The latest research results, finished by East China Normal University, the First Affiliated Hospital, School of Medicine, Zhejiang University and BRL Medicine, were announced on the preprint platform medRxiv on September 24, 2020.
PD1 specific targeted CD19-CART is BRL Medicine’s Quikin CAR-T Platform technology using its proprietary IP, precisely inserting CAR cassette into PD1 locus without using virus, thus generating the CAR-T product in just one step. The product combines PD1 immune checkpoint inhibition with CAR-T anti-tumor activity, generating effects of both anti-PD1 immunotherapy and CAR-T therapy.
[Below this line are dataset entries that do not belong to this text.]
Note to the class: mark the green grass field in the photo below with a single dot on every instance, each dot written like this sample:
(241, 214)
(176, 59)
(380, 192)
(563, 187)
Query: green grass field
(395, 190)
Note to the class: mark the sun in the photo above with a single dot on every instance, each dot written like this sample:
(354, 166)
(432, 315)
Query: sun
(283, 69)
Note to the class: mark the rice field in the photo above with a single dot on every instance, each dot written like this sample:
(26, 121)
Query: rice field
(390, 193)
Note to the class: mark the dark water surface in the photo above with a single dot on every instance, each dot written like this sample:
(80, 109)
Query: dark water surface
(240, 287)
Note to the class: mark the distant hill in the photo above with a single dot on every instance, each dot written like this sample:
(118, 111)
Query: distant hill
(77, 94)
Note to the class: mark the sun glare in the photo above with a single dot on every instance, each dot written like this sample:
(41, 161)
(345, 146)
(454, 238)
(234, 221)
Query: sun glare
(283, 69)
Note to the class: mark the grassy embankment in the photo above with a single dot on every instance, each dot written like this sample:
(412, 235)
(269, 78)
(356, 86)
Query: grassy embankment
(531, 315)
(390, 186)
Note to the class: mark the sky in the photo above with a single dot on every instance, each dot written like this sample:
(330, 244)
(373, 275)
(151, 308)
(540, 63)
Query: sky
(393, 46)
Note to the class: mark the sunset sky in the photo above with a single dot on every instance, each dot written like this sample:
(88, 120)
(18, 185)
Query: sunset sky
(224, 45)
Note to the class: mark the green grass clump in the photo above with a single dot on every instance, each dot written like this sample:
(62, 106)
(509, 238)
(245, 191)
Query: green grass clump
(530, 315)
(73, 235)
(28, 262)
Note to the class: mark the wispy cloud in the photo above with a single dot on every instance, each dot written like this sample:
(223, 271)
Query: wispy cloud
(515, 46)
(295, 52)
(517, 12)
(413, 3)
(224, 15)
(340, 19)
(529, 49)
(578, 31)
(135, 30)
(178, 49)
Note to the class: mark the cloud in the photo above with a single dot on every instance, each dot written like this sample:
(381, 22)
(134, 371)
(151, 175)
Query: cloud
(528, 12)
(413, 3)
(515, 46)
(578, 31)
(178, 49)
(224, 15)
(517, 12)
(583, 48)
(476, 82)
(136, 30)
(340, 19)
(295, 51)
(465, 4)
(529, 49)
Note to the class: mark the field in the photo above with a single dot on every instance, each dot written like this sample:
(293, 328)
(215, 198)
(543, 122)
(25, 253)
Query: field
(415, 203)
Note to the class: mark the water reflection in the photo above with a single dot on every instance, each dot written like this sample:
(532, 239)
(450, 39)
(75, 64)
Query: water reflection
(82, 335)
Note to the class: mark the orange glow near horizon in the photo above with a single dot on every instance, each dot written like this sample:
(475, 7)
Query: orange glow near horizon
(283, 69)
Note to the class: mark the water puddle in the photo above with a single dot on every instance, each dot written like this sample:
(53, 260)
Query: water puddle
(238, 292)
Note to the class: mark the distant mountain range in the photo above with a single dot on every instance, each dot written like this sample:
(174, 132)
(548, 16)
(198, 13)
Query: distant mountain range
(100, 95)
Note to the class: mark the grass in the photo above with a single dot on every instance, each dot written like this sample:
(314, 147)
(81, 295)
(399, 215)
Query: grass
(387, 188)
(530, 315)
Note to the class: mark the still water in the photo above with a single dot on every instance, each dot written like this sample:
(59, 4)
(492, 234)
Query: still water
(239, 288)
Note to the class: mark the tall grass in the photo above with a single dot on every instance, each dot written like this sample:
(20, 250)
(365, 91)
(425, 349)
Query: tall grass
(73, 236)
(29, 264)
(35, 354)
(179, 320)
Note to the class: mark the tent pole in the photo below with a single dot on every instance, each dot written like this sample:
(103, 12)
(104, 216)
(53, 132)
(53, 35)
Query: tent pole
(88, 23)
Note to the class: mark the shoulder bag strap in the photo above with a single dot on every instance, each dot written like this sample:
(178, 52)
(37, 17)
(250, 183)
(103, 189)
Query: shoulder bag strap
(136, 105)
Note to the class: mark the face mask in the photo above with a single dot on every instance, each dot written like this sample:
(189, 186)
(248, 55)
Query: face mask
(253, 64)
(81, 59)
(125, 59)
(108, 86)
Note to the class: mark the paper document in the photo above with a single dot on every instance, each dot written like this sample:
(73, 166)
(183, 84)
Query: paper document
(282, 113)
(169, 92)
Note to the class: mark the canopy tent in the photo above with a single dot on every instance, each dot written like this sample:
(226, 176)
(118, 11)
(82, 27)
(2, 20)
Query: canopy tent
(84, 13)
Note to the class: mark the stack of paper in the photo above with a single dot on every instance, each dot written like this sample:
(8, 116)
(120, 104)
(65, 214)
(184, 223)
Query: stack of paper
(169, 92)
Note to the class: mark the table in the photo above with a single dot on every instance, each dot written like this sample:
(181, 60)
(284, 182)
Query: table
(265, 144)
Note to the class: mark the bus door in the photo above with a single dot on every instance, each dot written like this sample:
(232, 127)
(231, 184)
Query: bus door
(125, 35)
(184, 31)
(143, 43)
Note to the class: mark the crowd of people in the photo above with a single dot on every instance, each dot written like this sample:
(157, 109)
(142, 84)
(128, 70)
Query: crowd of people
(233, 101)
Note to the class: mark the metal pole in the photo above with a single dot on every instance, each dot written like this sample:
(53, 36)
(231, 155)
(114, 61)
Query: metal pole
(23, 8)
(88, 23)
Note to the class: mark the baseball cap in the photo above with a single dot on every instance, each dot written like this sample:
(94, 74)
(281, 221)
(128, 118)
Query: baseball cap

Several ongoing clinical trials demonstrate the outstanding safety and effectiveness of this CAR-T product.
Two patients showed complete remission following a three-month treatment
The clinical trial program enrolled 15 patients, among which, four patients who were able to be evaluated showed partial remission (PR) after receiving the one-month treatment, while two patients showed complete remission (CR) after three months of treatment.
There were no CAR-T cell related high-grade (≥3) adverse events during the entire treatment, including cytokine release syndrome (CRS) and neurologic toxicity. After infusion, the CAR-T cells were well sustained in vivo.
△ Comparison of pre- and post-treatment imaging
The Quikin CAR-T technology produces CAR-T cells without using virus, greatly reducing high costs of producing CAR-T products, while avoiding the cancer risk from random insertion. The regulation of T cell endogenous genes and the constant expression of CAR are realized in just one step. Compared with other CAR-T technologies, Quikin CAR-T has a variety of advantages, including a simpler process, fewer production links, shorter time preparation and higher product uniformity.
Liu Mingyao, chief scientist at Bioraylab and professor at East China Normal University, said, “Without using virus, the Quikin CAR-T technology can realize the precise integration of CAR cassette into genome as well as regulation of T cell endogenous genes in just one step, delivering many unparalleled advantages compared with existing CAR-T technologies. The technology offers a strong platform for the development of more diverse CAR-T products in the future.”
Zhang Jiqin, the main person in charge of the project, the first author of the paper, the R&D director of Bioraylab Bio-Innovation CAR-T, and the associate researcher of the School of Life Sciences of ECNU, said: "In recent years, we realized that the use of gene editing technology to prepare non-viral targeted integration of CAR-T cells is a very promising direction. Through a large number of methods to try and After exploring the conditions, we have established a mature Quikin CART® technology platform. This technology does not require the use of any virus, and can produce CAR-T cells in one step. It has many advantages that cannot be compared with the existing CAR-T technology. We look forward to using this technology platform in the future. It is possible to develop more successful CAR-T products and achieve greater breakthroughs in clinical treatment."
It is reported that in addition to the ongoing non-viral PD1 targeted integration of CD19-CART clinical research, Bioraylab Biosciences is also deploying other non-viral products for solid tumors. The virus integrates CAR-T products at designated points in order to achieve greater breakthroughs in CAR-T therapy.